Public discourse about imported food draws on a range of concerns about cultural contact in a globalised and multicultural context. In late 2011, the industry and government-funded ‘Australian Made, Australian Grown’ campaign placed advertisements in major publications warning consumers about the dangers represented by imported food products. Suspect items included Queso de Valdeon cheese from Spain, said to contain high E. coli levels, and basmati rice from India that contained a ‘large number of live and dead insects.’ These and other food imports were presented in the ad as a threat to both Australian bodies and the Australian body politic. The ad informed consumers that 95% of imported food was not even tested by the quarantine service.

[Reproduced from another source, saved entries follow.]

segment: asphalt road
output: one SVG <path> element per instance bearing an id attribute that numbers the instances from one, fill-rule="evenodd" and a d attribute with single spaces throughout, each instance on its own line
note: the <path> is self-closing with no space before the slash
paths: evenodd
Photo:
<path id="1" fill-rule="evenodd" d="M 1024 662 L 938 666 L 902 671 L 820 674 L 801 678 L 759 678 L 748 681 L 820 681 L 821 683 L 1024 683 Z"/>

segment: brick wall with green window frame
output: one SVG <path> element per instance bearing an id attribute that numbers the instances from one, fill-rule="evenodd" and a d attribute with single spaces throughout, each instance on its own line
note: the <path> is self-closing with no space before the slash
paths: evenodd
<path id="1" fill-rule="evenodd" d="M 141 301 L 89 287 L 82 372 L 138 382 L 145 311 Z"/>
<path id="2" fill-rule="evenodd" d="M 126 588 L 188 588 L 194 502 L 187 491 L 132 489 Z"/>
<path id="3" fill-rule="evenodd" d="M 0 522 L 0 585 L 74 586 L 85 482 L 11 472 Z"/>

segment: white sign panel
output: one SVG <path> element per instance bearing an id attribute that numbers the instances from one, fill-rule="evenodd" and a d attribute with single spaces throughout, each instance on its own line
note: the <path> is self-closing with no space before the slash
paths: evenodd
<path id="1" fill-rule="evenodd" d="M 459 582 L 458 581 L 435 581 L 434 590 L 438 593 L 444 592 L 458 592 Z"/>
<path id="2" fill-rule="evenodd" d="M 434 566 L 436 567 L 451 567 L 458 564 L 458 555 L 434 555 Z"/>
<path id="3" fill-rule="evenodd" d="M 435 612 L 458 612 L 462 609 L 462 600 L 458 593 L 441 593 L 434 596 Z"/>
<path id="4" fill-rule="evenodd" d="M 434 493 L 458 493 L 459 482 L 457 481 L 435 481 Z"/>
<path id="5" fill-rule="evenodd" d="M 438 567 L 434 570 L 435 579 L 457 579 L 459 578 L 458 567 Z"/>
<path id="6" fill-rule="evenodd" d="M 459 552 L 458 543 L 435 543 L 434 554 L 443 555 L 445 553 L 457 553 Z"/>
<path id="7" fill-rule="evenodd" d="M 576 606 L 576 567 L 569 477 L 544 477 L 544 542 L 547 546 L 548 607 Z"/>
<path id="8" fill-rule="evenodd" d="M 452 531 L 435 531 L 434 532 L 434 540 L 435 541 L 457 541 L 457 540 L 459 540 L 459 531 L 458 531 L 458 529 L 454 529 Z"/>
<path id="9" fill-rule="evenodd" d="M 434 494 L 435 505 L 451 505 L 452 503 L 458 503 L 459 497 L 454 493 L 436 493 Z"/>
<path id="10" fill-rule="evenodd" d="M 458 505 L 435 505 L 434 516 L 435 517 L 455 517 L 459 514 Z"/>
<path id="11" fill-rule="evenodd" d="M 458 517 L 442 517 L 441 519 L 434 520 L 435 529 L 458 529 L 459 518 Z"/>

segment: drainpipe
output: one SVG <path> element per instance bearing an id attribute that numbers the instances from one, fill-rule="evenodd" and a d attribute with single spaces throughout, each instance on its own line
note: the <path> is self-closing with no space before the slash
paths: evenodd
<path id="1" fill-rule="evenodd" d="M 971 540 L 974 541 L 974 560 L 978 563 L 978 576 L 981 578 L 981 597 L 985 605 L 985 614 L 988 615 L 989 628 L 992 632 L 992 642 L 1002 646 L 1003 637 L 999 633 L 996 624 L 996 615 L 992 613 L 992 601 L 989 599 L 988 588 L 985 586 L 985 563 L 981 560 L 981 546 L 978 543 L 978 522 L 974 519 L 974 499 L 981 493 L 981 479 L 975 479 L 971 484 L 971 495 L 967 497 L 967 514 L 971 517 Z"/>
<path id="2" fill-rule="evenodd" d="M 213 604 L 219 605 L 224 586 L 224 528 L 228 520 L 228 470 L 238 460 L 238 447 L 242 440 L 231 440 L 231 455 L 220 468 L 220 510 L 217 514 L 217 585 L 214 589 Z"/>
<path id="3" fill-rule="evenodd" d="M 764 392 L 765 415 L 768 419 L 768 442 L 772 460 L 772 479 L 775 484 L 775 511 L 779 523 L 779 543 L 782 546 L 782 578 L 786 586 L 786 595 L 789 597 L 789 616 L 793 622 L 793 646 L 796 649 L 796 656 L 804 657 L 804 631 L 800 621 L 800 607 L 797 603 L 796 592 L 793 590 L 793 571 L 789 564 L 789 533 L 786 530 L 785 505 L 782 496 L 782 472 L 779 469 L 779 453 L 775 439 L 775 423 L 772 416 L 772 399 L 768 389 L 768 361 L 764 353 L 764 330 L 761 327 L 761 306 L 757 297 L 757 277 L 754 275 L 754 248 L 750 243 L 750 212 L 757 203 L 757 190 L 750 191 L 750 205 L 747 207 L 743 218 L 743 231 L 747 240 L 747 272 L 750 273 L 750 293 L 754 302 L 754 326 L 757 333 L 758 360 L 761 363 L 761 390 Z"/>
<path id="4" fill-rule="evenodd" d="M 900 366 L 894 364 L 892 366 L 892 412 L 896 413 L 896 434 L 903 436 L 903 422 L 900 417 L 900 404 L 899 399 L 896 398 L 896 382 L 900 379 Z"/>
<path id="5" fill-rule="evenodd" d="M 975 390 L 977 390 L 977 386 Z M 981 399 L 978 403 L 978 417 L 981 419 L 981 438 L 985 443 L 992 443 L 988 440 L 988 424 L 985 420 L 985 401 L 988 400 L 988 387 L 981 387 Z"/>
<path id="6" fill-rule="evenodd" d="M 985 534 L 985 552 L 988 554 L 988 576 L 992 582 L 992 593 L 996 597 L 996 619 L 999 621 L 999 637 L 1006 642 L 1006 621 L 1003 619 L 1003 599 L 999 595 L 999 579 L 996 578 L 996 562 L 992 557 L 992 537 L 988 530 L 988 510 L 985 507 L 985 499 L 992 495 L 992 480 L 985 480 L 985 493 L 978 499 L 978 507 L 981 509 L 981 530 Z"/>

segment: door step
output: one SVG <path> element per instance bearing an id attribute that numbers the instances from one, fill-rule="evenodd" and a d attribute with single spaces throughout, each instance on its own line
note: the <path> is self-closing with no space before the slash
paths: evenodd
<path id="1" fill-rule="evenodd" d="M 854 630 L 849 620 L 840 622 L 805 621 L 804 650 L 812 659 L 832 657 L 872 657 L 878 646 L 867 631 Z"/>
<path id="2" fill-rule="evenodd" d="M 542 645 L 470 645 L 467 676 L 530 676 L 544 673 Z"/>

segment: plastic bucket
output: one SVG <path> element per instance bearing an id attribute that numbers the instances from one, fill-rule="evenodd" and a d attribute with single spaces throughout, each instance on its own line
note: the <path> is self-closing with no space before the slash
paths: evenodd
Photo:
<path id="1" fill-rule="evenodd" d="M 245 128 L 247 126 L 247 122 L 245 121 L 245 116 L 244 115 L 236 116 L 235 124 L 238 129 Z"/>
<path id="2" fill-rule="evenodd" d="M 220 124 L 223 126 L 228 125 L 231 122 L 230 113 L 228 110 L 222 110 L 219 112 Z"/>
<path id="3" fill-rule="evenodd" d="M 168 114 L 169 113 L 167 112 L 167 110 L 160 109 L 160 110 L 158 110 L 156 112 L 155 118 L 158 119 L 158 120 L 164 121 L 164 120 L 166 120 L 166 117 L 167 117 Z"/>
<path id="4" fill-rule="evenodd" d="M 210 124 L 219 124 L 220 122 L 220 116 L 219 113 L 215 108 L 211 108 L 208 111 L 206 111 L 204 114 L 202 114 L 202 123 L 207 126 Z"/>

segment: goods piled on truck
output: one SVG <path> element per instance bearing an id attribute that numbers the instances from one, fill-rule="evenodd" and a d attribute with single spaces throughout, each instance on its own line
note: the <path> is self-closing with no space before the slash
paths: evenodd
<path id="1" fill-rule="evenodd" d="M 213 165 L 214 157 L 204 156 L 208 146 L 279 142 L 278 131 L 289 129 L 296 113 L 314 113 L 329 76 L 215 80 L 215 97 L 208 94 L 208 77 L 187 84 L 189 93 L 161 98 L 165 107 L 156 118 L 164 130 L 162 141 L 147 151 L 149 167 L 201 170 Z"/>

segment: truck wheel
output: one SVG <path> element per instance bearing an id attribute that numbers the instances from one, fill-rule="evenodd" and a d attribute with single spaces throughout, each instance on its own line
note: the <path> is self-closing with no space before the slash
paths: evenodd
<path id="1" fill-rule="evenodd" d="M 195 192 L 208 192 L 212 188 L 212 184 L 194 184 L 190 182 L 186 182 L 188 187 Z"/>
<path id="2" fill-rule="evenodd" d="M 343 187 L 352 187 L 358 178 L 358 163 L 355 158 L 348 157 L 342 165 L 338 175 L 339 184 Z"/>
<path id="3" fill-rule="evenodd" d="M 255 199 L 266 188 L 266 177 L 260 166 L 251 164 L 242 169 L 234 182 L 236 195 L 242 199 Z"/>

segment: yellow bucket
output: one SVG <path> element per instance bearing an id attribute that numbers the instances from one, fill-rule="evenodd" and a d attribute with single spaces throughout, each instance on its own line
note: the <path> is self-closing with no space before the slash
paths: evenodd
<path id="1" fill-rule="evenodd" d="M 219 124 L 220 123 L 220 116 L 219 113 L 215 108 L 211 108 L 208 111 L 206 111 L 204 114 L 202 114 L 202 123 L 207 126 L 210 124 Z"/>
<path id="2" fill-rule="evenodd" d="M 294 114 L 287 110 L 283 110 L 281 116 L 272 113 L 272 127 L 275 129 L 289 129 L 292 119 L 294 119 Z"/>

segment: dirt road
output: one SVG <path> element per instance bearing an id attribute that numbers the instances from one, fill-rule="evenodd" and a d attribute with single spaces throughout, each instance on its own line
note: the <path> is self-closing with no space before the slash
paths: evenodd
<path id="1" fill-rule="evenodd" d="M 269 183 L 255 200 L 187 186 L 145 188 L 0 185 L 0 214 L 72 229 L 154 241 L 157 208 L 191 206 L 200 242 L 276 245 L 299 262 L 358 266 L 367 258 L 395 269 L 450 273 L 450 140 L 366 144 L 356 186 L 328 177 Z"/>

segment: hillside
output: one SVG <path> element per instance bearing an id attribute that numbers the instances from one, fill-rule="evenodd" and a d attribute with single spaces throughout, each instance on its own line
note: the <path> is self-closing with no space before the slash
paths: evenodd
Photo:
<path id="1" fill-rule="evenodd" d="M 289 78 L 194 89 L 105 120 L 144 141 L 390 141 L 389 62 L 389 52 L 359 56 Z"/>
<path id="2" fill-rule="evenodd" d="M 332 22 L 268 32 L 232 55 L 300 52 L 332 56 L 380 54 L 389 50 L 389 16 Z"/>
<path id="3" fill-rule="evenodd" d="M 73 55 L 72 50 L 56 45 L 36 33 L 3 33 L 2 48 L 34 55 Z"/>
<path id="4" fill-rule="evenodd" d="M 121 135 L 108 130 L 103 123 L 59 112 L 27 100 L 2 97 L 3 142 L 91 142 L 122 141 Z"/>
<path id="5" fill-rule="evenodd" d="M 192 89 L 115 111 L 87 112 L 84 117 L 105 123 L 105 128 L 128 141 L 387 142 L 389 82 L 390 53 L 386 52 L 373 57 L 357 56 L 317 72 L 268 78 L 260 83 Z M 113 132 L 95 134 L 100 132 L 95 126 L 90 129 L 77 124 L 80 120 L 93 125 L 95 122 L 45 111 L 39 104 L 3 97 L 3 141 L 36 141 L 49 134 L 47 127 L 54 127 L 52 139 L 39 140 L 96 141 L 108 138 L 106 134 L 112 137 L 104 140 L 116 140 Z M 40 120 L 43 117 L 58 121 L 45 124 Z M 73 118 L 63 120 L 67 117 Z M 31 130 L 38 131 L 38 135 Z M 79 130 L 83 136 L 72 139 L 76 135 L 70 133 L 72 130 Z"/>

Moreover, billions of dollars were spent on imported produce each year that could be going to ‘our farmers and their local communities.’ In the midst of the global economic downturn and in the lead-up to the food frenzy that is Christmas, Australian consumers were exhorted—in jingoistic terms—to reject foreign food in favour of ‘genuine Aussie grown produce.’7 This campaign shows that, when it comes to food and intercultural contact, the perceived threats to cultural, bodily and economic integrity are various, especially in times of fiscal crisis. Concerns around food reflect broader worries about globalisation, the economy and cultural alterity. If we ingest these potentially dangerous foreign foods, and absorb them into our bodies—and the body politic—the consequences are unknown and potentially devastating. The ‘Australian Made, Australian Grown’ campaign, like other popular discourses in the Australian media, taps into the plethora of anxieties that surround the nation in a globalised economy and a multicultural society. Many of the foods featured in the ad connote particular cultures—basmati rice from India, soy sauce from the Philippines, peanut oil from China—these are not just imported foods, they are ‘foreign’ and, predominantly, Asian foods. Read together with the ‘fair dinkum’ language of the ad, these images of ‘dangerous’ foods arouse concerns not just for physical self-preservation, but also for the preservation of Australian identity itself.

As a material substance, food has immediate biological implications. Unlike other physical expressions of cultural specificity such as clothing or bodily rituals, food is literally transformed and becomes part of the substance of the body. Thus, the saying ‘you are what you eat,’ has several layers of meaning from the symbolic to the material.8 As Roland Barthes suggested, food—far from being merely a carrier of nutrients, calories and minerals—is also a semiotic system; its attendant rules and narratives, and the choices available, make of food and eating a means of communication.9 Food is inextricably linked to both individual and collective identity. Anthropologists Claude Levi-Strauss and Mary Douglas established the notion of cuisine as a language of sorts. Food and food practices, as these early theorists have shown, are an important form of discrimination between social groups. Thus, food is often co-opted as a ‘meaningful signifier of national identity’.10 The globalisation of foodways can therefore represent a significant challenge to national identity. The pressures and paradoxes of globalisation, with the migration of peoples and products across borders, are felt especially keenly in an island nation such as Australia, that has, until relatively recently, upheld a mythology—and policy—of Anglo-Celtic monoculturalism and an attendant obsession with border control. The fear mongering about potential contamination via ‘foreign’ foods is an invitation to feel, in the most visceral way, that our national body is at risk, that openness to the culinary other might be too hard to swallow.